SCENARIO 1: A new manager was hired in a department that was resistant to internal audit suggestions. You have been assigned to complete an audit in that department. How would you approach the new manager? How could you convince the new manager that internal audits exist to help improve their operations and not to be the bad guy?
SCENARIO 2: A new entry-level Internal Auditor has been assigned to complete an assignment reviewing employee expenses. They are an entry-level auditor who began with the company only three months ago. On the other hand, you have extensive experience in the area. Currently, your workload takes up all of your available time. How would you go about assisting this person in completing their assignment?
SCENARIO 3: The Internal Audit Department just received a new automated auditing software package. Software training is scheduled in four weeks for the staff. No one has any knowledge of how to use it but the software provides many features that will make documenting easier.
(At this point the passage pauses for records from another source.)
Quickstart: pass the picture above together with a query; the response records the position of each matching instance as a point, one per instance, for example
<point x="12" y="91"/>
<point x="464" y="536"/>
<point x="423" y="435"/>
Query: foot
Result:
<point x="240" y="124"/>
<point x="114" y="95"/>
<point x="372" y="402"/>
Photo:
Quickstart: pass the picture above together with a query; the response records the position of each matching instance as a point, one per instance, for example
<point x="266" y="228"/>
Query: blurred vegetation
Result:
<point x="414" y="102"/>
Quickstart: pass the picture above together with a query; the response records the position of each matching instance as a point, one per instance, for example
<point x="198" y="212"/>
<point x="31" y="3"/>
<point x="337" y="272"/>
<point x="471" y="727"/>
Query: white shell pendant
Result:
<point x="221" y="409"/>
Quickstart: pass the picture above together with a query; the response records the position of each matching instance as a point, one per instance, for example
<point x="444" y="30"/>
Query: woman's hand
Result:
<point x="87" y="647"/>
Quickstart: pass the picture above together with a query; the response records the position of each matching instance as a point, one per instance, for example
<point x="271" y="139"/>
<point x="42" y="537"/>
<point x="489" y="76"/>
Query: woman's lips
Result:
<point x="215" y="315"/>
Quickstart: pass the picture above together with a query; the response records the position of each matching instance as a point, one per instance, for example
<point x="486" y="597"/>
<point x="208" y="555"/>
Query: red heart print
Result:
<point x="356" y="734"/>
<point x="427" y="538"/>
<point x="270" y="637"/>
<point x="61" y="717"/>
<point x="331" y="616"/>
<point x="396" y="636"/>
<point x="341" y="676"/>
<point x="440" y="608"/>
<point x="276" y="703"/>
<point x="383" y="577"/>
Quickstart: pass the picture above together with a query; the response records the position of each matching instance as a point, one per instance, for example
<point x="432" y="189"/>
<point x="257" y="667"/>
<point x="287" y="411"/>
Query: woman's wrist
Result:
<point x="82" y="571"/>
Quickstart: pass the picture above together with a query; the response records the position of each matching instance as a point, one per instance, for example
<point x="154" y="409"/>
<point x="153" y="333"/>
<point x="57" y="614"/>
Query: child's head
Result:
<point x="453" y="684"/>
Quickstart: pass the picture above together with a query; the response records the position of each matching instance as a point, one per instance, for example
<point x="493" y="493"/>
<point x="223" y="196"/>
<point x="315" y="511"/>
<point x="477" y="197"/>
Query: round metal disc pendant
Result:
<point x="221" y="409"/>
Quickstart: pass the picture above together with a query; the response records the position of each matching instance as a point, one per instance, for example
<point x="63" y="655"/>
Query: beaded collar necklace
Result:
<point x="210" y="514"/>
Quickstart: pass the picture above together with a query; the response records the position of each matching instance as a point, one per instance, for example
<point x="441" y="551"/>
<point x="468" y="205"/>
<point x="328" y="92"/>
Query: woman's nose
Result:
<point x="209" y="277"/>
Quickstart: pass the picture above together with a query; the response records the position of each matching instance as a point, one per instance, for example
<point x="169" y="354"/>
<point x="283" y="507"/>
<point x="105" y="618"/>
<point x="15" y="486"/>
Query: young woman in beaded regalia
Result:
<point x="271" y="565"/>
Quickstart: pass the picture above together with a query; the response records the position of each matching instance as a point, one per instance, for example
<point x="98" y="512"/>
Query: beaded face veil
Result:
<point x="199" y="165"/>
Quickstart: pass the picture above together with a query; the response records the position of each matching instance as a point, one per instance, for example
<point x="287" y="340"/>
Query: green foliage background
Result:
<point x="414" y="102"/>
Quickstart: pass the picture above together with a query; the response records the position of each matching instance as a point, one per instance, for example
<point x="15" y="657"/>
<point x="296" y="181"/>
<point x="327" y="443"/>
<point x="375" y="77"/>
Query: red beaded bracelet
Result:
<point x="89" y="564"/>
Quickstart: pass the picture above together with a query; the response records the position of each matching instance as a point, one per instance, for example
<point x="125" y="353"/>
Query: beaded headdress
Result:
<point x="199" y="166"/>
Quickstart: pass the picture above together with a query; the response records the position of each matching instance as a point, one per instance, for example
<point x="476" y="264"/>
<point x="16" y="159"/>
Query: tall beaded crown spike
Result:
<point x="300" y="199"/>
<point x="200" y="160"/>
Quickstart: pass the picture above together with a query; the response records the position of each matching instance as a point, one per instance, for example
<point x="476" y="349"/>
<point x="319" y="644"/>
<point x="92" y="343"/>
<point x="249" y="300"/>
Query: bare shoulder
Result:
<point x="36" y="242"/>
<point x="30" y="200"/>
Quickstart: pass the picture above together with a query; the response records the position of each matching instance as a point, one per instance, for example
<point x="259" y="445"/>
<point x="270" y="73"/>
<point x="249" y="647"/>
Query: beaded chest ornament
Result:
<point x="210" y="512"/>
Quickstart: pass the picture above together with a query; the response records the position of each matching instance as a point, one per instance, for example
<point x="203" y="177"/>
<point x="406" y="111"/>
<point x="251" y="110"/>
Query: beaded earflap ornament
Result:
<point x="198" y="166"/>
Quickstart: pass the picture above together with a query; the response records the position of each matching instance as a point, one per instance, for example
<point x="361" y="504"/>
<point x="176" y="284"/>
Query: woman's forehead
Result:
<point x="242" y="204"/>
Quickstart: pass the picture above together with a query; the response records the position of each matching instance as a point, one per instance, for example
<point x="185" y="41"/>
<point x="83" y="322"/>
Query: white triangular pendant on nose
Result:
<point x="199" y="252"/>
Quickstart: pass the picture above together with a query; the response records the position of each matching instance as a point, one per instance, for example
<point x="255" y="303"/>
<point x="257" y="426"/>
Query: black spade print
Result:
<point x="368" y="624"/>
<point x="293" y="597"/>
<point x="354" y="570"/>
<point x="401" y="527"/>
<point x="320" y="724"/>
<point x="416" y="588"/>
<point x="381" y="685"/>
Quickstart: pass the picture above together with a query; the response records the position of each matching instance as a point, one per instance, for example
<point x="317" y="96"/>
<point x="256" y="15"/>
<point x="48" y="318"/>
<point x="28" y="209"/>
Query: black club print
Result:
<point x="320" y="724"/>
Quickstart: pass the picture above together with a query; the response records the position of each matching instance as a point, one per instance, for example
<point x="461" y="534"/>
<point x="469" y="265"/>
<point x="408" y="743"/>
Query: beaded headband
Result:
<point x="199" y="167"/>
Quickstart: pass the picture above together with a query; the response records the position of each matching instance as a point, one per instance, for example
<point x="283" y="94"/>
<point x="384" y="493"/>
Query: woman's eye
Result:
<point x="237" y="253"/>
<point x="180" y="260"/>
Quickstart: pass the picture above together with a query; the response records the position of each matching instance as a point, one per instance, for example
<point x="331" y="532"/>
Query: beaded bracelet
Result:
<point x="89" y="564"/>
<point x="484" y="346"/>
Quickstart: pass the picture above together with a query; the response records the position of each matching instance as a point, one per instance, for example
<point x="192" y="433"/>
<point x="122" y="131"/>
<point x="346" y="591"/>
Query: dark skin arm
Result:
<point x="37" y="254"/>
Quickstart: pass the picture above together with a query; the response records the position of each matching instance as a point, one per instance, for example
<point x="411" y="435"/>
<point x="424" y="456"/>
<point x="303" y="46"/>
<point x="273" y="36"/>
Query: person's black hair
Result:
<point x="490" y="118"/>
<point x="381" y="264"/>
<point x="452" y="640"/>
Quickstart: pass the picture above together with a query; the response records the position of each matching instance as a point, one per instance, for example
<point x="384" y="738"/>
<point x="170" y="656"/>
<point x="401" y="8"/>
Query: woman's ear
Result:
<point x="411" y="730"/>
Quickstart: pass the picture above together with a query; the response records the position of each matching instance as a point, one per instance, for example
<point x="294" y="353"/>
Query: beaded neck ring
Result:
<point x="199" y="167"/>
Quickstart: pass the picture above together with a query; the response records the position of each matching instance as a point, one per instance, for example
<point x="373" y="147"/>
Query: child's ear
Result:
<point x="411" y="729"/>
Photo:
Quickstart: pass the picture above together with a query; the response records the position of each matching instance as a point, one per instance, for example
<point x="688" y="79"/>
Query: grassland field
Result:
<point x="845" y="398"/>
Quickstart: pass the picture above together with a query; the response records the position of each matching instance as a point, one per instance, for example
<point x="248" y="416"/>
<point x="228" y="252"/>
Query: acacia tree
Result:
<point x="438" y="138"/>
The software provides help menus to assist with every function. Your manager has mentioned it would be helpful if everyone could spend some time making themselves familiar with the software. You have just been assigned a new audit project that requires a tremendous amount of documentation and the audit will take approximately six months to complete. Explain how you would go about handling this audit. Would you complete the audit using the old method or attempt to use the new software (Initiative/Computer Skills)?
SCENARIO 4: Being an internal auditor requires a lot of interaction with internal customers. While auditing the commission’s area of the company, you found that the commission’s accounts were not being reconciled and the last date of reconciliation could not be determined. Further review revealed that the commission’s area hired a new manager approximately six months ago and most of the employees had less than one year of experience in the area. As a senior internal auditor having audited the commission’s accounts several times in the past five years, how would you handle this situation? The new manager requests that you train his staff on how to reconcile the accounts. How would you go about accomplishing this?
SCENARIO 5: You are doing a procurement audit where three quotes are required for all temporary help services over $5,000. You find numerous examples of non-compliance with the policy and you raise the issue with management. You are told the policy is onerous and requires a lot of time and work to comply with. The manager explains she is short-staffed and that sometimes emergencies come up making temporary help an urgent matter. In these cases, compliance with the policy is impossible. What further work would you do to analyze this situation? Would you report on the non-compliance issue or would you take a different approach?